Closed danielbicho closed 4 years ago
Thanks for the report. I filed a chromium issue about the Page.interstitialShown
bug:
https://bugs.chromium.org/p/chromium/issues/detail?id=1029878
As for your idea for working around this problem, I think it's a very good idea. We've had a number of cases where a page kept failing for one reason or another, and it's bad. We can end up with tons of duplicate captures, the crawl is not able to make progress, and the overall performance of the cluster is impacted in cases like yours, where a browser is sitting there doing nothing for five minutes.
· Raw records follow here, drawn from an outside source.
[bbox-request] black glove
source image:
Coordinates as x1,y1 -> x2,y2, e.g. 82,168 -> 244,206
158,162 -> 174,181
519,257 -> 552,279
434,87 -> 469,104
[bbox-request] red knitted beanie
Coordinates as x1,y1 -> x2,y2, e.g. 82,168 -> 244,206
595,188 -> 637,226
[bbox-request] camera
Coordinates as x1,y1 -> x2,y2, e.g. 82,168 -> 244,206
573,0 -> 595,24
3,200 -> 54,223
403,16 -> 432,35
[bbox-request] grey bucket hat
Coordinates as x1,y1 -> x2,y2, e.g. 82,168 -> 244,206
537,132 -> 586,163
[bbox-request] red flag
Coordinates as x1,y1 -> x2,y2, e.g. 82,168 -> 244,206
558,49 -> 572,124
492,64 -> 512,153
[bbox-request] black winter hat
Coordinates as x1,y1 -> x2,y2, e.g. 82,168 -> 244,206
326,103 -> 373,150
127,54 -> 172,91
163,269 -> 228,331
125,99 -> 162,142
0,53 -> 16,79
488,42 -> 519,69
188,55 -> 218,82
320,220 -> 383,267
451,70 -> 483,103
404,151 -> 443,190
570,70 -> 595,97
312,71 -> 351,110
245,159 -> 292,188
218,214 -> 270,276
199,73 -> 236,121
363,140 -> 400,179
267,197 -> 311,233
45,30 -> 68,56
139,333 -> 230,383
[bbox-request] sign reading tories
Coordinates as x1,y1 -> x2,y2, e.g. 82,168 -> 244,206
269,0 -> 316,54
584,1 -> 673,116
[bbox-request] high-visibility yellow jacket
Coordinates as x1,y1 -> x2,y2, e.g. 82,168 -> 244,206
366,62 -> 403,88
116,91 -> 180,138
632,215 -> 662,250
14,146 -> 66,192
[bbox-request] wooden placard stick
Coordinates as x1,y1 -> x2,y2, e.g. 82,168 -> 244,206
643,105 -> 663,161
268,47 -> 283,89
You've probably experience these impacts too.
I think the right way to implement the improvement more broad than what you have here, because we want to handle any kind of failure, not just ones that manifest in navigate_to_page()
. I think what we should do is add a field Page.failed_attempts
or something like that to the rethinkdb model; increment that when we catch an "unexpected" exception in BrozzlerWorker.brozzle_site()
, up to some limit (I'm thinking 3); and when we reach that limit, consider the page completed, even though it was never brozzled to completion.
@danielbicho could you check if https://github.com/internetarchive/brozzler/pull/184 solves this for you?
@nlevitt I have just tried and it solves the problem! And yeah the broader approach make way more sense! thank you!
Will close this so!
http://www.esf.org/esf_article.php?language=0&domain=1&activity=1&article=319&page=1059
While trying to brozzle the above page the job never finishes and hangs trying to brozzle that page.
After checking other issues and trying to figure it out it seems that the Page.interstitialShown is never fired. I have seen other reports here mentioning inconsistencies with the firing of this event.
In this specific case, it seems that the original page returns a 404 and it is a resource loaded by the 404 Not Found page that is requesting auth. If I try to directly brozzle one of these resource the Page.interstitialShown event is fired.
Neverless! Should not Brozzler have a limited number of times that tries to navigate_to_page and then let it go? Or maybe to have that option?